Botswanan communities benefit from hunting, photography tourism

Source: Xinhua

Editor: huaxia

2024-07-04 18:33:15

Tourists watch an elephant in Chobe river of Kasane village, Botswana, Sept. 23, 2022. (Photo by Metlha Ngubevana/Xinhua)

Hunting and photography tourism in northern Botswana has brought financial and social benefits to local communities, the Botswanan Ministry of Environment and Tourism said.  

GABORONE, July 4 (Xinhua) -- Hunting and photography tourism in northern Botswana has brought financial and social benefits to local communities through community trusts under the Community-Based Natural Resources Management (CBNRM) initiative, the Botswanan Ministry of Environment and Tourism said.

Through hunting tourism, they generate revenue, receive benefits in game meat, manage their natural resources, and distribute their benefits within the community, Johane Tlholego Ngwengare, chief of Phuduhudu Village in Kgalagadi District, told Xinhua in an interview on Wednesday. 

With the Xhauxhwatubi Development Trust in the village, Ngwengare said, when an elephant is hunted, the trust has an arrangement in place to distribute game meat equally among the 153 families in the village for free. 
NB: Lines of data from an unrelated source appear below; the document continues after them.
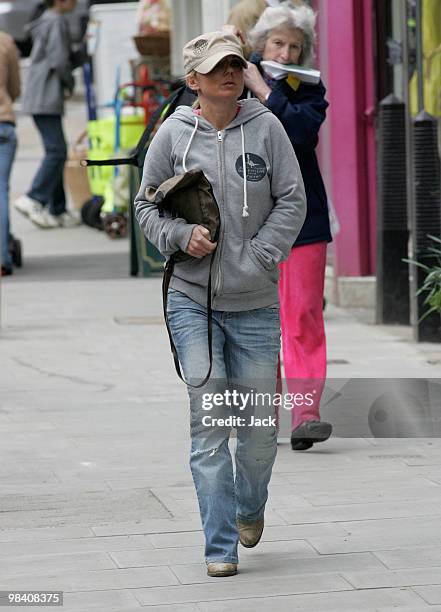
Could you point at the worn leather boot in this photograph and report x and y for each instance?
(250, 533)
(221, 570)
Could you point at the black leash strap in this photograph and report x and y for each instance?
(168, 273)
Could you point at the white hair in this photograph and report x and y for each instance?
(296, 18)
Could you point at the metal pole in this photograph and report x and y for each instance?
(409, 165)
(419, 53)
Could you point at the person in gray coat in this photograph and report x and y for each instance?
(49, 81)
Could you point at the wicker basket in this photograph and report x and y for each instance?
(156, 43)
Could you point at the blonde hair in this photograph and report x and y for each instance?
(196, 103)
(300, 17)
(244, 17)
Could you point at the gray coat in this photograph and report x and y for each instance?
(50, 72)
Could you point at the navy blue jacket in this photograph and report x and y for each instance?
(301, 113)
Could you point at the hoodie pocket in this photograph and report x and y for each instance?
(241, 271)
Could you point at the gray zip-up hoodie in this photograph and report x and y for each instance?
(50, 73)
(261, 212)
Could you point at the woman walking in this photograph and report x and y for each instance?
(50, 80)
(286, 35)
(9, 91)
(243, 151)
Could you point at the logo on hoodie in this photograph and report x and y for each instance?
(256, 167)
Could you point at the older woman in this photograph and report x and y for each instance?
(238, 146)
(286, 35)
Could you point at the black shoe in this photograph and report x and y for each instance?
(308, 433)
(5, 271)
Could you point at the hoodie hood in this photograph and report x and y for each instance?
(248, 110)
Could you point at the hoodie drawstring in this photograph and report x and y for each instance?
(189, 143)
(245, 212)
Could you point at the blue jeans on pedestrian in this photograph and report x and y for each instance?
(47, 186)
(245, 351)
(8, 145)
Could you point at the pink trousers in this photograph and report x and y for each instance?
(301, 287)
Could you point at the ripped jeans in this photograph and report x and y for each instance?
(245, 350)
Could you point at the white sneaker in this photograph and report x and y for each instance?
(43, 218)
(27, 205)
(67, 219)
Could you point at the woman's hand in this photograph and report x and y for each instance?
(200, 243)
(255, 83)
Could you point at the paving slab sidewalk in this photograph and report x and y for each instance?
(96, 497)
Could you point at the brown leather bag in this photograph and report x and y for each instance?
(188, 196)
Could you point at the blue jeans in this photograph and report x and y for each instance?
(47, 186)
(245, 350)
(8, 145)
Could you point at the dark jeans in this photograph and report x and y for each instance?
(47, 186)
(8, 144)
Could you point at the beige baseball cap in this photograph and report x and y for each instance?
(204, 52)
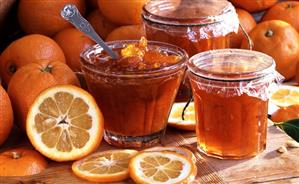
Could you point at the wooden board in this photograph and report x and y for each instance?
(267, 167)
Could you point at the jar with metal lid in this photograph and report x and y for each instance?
(194, 25)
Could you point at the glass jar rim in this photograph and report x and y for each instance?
(92, 51)
(179, 22)
(199, 65)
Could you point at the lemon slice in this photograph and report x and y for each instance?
(64, 123)
(106, 166)
(285, 96)
(175, 118)
(161, 167)
(180, 150)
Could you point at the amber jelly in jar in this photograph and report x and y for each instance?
(230, 90)
(194, 25)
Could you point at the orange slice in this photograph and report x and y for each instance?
(180, 150)
(161, 167)
(64, 123)
(175, 118)
(106, 166)
(285, 96)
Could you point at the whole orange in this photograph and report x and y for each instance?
(122, 12)
(285, 113)
(21, 162)
(287, 11)
(131, 32)
(248, 23)
(73, 42)
(26, 50)
(92, 4)
(32, 79)
(279, 40)
(101, 24)
(43, 16)
(254, 5)
(6, 115)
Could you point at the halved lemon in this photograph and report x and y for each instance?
(285, 96)
(175, 118)
(161, 167)
(180, 150)
(106, 166)
(64, 123)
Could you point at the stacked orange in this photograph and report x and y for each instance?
(276, 34)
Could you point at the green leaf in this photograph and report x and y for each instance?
(291, 128)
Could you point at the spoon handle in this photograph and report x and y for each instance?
(72, 14)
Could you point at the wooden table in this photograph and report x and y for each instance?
(268, 167)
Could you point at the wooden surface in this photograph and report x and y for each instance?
(268, 167)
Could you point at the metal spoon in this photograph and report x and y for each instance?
(70, 13)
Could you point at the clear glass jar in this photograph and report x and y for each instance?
(194, 25)
(135, 104)
(230, 89)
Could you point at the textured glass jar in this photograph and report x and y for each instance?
(230, 90)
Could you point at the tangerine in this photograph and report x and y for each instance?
(30, 80)
(26, 50)
(287, 11)
(279, 40)
(43, 16)
(6, 115)
(286, 113)
(254, 5)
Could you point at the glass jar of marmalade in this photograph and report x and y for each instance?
(135, 93)
(194, 25)
(230, 89)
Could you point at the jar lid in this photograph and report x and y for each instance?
(216, 17)
(232, 65)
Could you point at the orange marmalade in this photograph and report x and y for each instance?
(194, 25)
(136, 91)
(231, 102)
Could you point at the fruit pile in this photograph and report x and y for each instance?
(41, 90)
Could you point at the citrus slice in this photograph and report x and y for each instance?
(175, 118)
(106, 166)
(180, 150)
(161, 167)
(64, 123)
(285, 96)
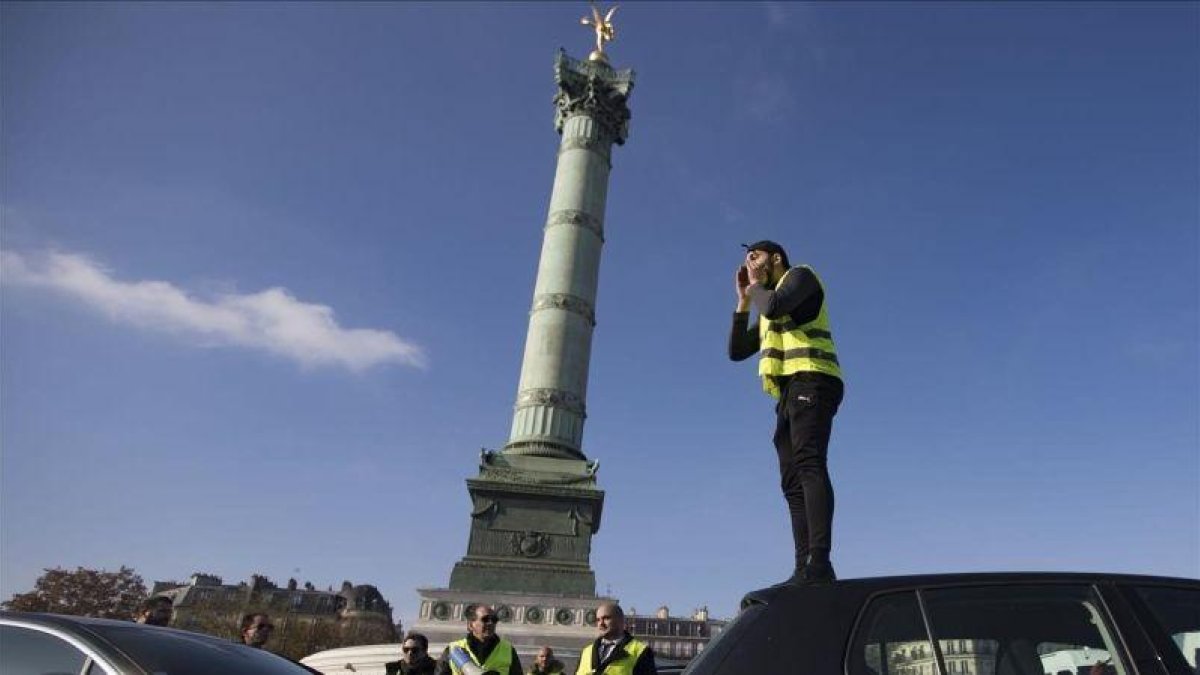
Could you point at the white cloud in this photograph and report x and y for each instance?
(271, 321)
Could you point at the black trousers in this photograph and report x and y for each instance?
(803, 423)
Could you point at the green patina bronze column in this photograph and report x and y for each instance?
(592, 115)
(535, 502)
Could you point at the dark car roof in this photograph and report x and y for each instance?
(869, 585)
(135, 647)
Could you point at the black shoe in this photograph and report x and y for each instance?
(817, 572)
(796, 579)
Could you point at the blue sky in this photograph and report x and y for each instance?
(267, 272)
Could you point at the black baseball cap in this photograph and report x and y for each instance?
(766, 245)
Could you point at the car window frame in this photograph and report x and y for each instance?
(1143, 614)
(93, 657)
(1110, 620)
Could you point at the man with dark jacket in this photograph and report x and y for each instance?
(414, 657)
(798, 365)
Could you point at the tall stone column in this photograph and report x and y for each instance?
(535, 502)
(592, 115)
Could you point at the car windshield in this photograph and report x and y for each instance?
(179, 652)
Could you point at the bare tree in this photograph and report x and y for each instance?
(84, 592)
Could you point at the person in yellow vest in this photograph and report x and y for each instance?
(487, 650)
(798, 365)
(616, 652)
(545, 663)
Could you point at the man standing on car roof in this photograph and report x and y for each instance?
(798, 365)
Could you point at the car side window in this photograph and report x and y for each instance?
(28, 651)
(1177, 611)
(1035, 629)
(892, 639)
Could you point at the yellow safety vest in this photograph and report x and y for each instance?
(623, 665)
(499, 661)
(787, 348)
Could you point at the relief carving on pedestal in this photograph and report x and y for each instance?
(571, 216)
(567, 302)
(531, 544)
(551, 398)
(597, 90)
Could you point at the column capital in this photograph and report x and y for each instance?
(593, 89)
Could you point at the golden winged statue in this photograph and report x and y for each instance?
(604, 28)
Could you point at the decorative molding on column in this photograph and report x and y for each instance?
(597, 90)
(571, 216)
(559, 399)
(600, 145)
(567, 302)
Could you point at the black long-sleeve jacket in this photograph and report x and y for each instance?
(799, 296)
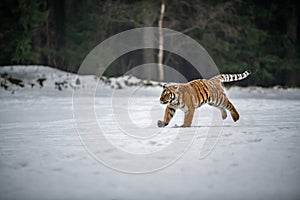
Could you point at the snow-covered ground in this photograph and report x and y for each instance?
(43, 157)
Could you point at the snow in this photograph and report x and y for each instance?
(42, 155)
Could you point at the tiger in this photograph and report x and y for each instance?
(189, 96)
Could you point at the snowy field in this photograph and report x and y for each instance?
(43, 157)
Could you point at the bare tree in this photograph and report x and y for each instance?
(161, 42)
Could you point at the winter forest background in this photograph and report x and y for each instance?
(237, 34)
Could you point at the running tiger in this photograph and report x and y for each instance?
(191, 95)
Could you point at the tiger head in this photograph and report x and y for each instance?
(168, 94)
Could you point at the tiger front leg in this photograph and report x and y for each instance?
(188, 117)
(169, 113)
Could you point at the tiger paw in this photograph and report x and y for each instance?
(161, 123)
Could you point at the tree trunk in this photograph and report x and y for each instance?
(161, 42)
(291, 33)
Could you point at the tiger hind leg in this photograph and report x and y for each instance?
(223, 113)
(188, 117)
(234, 114)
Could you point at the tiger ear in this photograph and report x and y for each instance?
(175, 87)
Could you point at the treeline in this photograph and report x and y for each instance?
(253, 34)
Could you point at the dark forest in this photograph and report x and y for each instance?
(239, 35)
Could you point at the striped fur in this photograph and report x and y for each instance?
(191, 95)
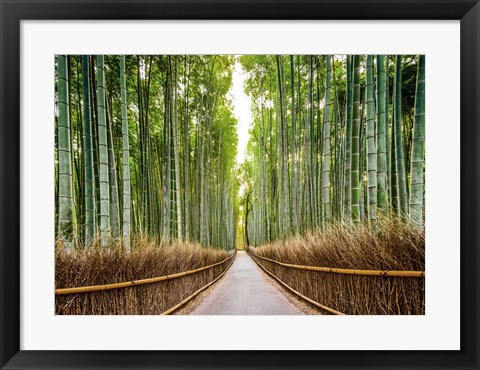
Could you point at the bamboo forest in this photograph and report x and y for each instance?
(240, 184)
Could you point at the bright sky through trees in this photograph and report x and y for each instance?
(241, 104)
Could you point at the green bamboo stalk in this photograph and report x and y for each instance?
(126, 223)
(381, 134)
(348, 139)
(65, 192)
(355, 143)
(371, 145)
(103, 154)
(90, 223)
(326, 144)
(399, 151)
(418, 148)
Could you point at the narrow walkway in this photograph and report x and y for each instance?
(244, 290)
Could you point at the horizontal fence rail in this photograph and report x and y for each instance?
(335, 270)
(190, 297)
(97, 288)
(309, 300)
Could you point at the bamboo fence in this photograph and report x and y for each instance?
(351, 291)
(142, 296)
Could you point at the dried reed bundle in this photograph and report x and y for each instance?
(148, 258)
(393, 244)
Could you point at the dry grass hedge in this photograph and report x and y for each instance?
(394, 244)
(97, 266)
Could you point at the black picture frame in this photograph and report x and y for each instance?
(12, 12)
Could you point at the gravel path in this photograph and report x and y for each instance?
(244, 290)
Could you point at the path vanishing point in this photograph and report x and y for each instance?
(244, 290)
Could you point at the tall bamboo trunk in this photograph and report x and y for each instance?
(348, 139)
(90, 223)
(371, 145)
(326, 146)
(355, 143)
(381, 134)
(103, 154)
(126, 158)
(399, 145)
(418, 148)
(65, 192)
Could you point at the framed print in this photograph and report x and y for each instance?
(239, 185)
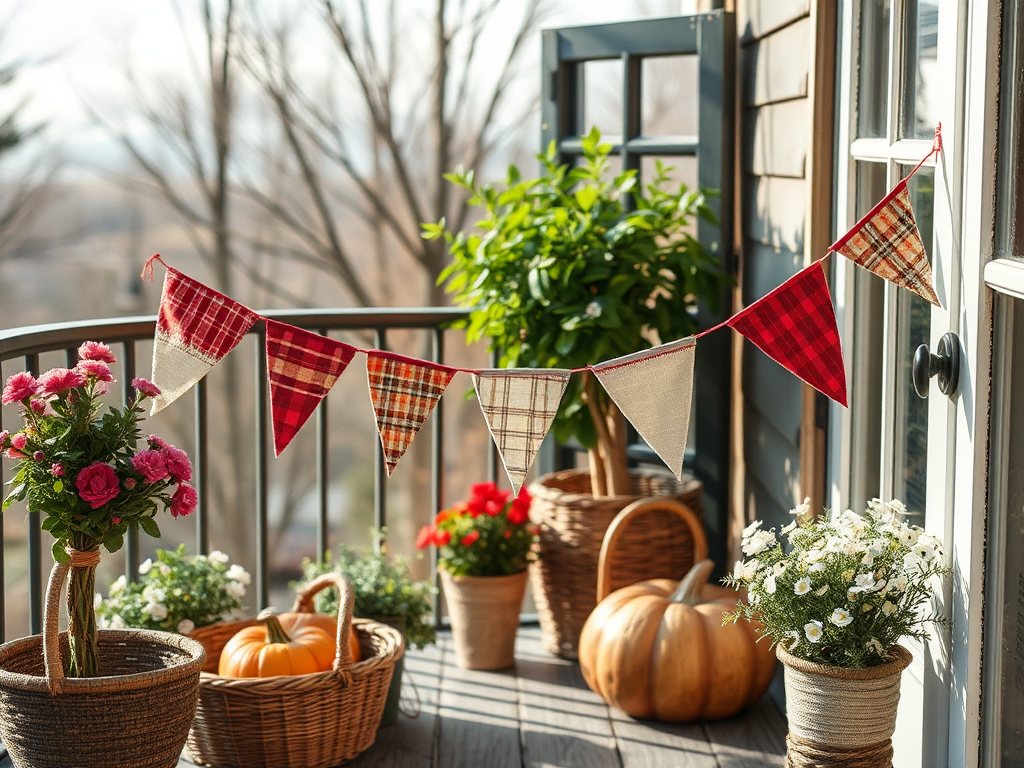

"At the end of the year, each family in the village can receive 2,000 pula (about 150 U.S. dollars)," he said.

The CBNRM initiative, which began in 1993 as a pilot effort, aims to involve communities near national parks and game reserves in the conservation of natural resources, particularly wildlife, and to avoid human-wildlife conflict.

An elephant is seen in the Chobe River in northwest Botswana's Kasane, May 10, 2021. (Photo by Tshekiso Tebalo/Xinhua)

According to the Ministry of Environment and Tourism, the CBNRM initiative primarily involves wildlife-based tourist activities such as photography and safari hunting, but also provides opportunities for local communities to participate in tourism development and natural resources conservation.

Letsoseng Leburu, secretary of the Xhauxhwatubi Development Trust, said that the trust has facilitated scholarships for students in hospitality courses, the acquisition of skills in the tourism business, and sponsorship of local sporting activities.

For 2024, the trust is expected to earn 3.02 million pula (220,000 dollars) under a quota system that encourages regulated and selective hunting in a specific season.

Based on the Department of Wildlife and National Parks' latest figures, such hunting annually generates between 13 million pula and 31 million pula for the community trusts.

Communities in northern Botswana, such as Sankoyo, Khwai, and Mababe villages, have abandoned traditional livelihood activities such as subsistence hunting, veld product collecting, and cultivation, and shifted to a cash-based economy, with income from the CBNRM becoming the primary source for subsistence. 

The CBNRM "has converted these villages' traditional economies into modern, tourism-driven economies," the ministry said.

Another community trust, Mababe Zokotsama Community Development Trust, employs its members at lodges and campsites. 

"The trust is able to generate income through our wildlife. With the money, we build houses for the elders, sponsor tertiary education for our community, and give elders and orphans 700 pula each month through hunting tourism," said Katholo Mogodu, the trust's vice chairman.